Armstrong’s vocal is lovely, delivering the pretty lyrics with contagious joy. Yet the most interesting aspect of the record is the trumpet obbligato behind the vocal delivered by none other than Armstrong himself! Two years later, George Avakian would have Armstrong overdub himself playing and scatting over his vocal on “Atlanta Blues” and this is usually credited as one of the earliest examples of the practice in the recording industry. But truthfully, Armstrong had done it first on “Because of You,” though even he admitted it wasn’t such an easy thing to do: “I did a gimmick bit for Decca with ‘Because of You,” he told Variety, “and let me tell you, Pops, I won’t go through that again."
Besides the overdubbing gimmick, the true highlight of the performance is Armstrong’s trumpet solo. Whatever the Decca studio brought out in him might never be known, but Armstrong did some of his best trumpet work on these pop sides from the early 50s and “Because of You” is one of his best. As he had done on his old version of “When You’re Smiling,” he plays the melody an octave higher then would be expected.

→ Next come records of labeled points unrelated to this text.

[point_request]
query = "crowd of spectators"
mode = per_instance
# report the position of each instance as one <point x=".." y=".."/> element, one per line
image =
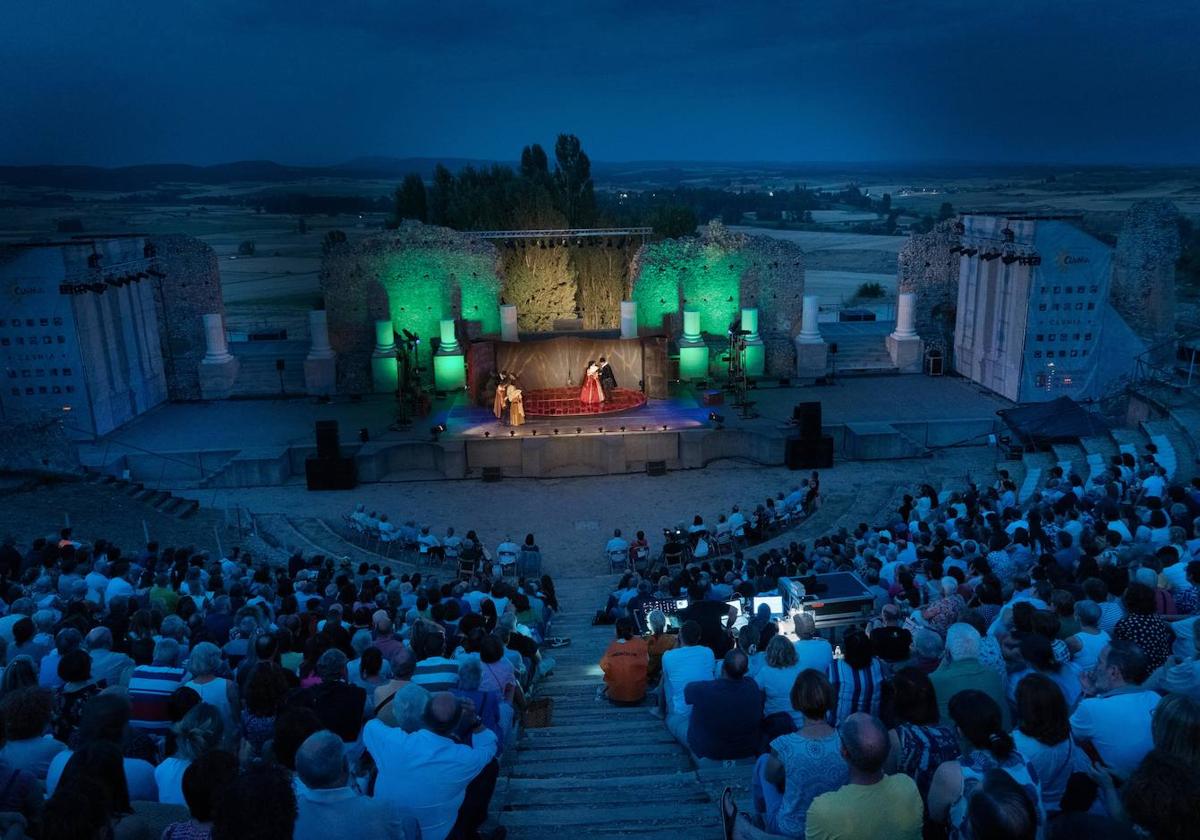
<point x="1032" y="669"/>
<point x="171" y="694"/>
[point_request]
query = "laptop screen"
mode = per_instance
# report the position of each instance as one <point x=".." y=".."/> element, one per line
<point x="774" y="601"/>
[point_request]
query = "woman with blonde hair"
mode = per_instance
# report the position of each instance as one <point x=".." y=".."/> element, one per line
<point x="777" y="678"/>
<point x="199" y="731"/>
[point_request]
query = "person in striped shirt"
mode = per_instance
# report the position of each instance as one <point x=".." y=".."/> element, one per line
<point x="150" y="689"/>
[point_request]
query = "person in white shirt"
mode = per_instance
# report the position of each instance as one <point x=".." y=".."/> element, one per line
<point x="1113" y="723"/>
<point x="427" y="772"/>
<point x="1085" y="646"/>
<point x="690" y="663"/>
<point x="1153" y="485"/>
<point x="737" y="522"/>
<point x="507" y="553"/>
<point x="811" y="651"/>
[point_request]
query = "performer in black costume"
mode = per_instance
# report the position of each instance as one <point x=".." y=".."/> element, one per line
<point x="607" y="379"/>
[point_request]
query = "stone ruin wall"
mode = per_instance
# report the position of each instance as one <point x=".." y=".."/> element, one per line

It's the kind of song that once you realize what he's doing, you almost become worried, thinking, "Geez, this thing is going to get pretty high...I hope he makes it!" Of course he does, with a string of high concert Ab’s, topped off by very high concert Bb. He then delivers a stirring double-timed break, so logical in its choice of notes yet so perfectly executed it’s a marvel then the song didn’t become one of Armstrong’s best known. And listen carefully for his delayed vocal entrance after the trumpet solo. He's so far behind the beat, it almost sounds for a second that he forgot to resume singing. But, relaxed and asssured, he catches up. Then pausing to let the saxes play a bit of melody, he again catches up with a perfectly phrased reading of the lyric all reduced to one pitch. It's one of my favorite Armstrong vocal moments. Add in the scat coda and final, "That's the end" and you have a just plain wonderful record. If this is commercial music, then I'm proud to consider myself a fan of commercial music.
Unfortunately, "Because of You" did not become part of Armstrong's regular repertoire but he did perform it live with the Les Brown big band at a December 1951 concert in Pasadena. Fortunately, it's available on Itunes (and on a GNP-Crescendo CD) as part of "Louis and His Friends." It's definitely worth listening to for the differences in the opening trumpet cadenza and in the phrasing of the vocal. Hilariously, Armstrong forgets the lyric, "The moon and stars will say you're mine," substituting it with, "And Mama...made you mine," drawing some laughs from the other musicians in the band. Armstrong's scat break on the live version is particularly crackling. The trumpet solo follows the pattern of the studio recording to a tee, taking it up an octave higher and ending with a completely different but no less effective break. In the vocal reprise, the delayed, behind-the-beat reentrance is gone, replaced by a humorous, "I only live, mama, for your love and your kisses," laughing a bit at his own way of spinning the phrase. He then holds an "Mmmmm" just long enough until he finds the perfect spot to drop in the next part of the lyrics. What a genius. So don't worry about the commercial B.S. This is great music and it's truly one of my favorite Armstrong records...and it kicks the hell out of Kelly Clarkson!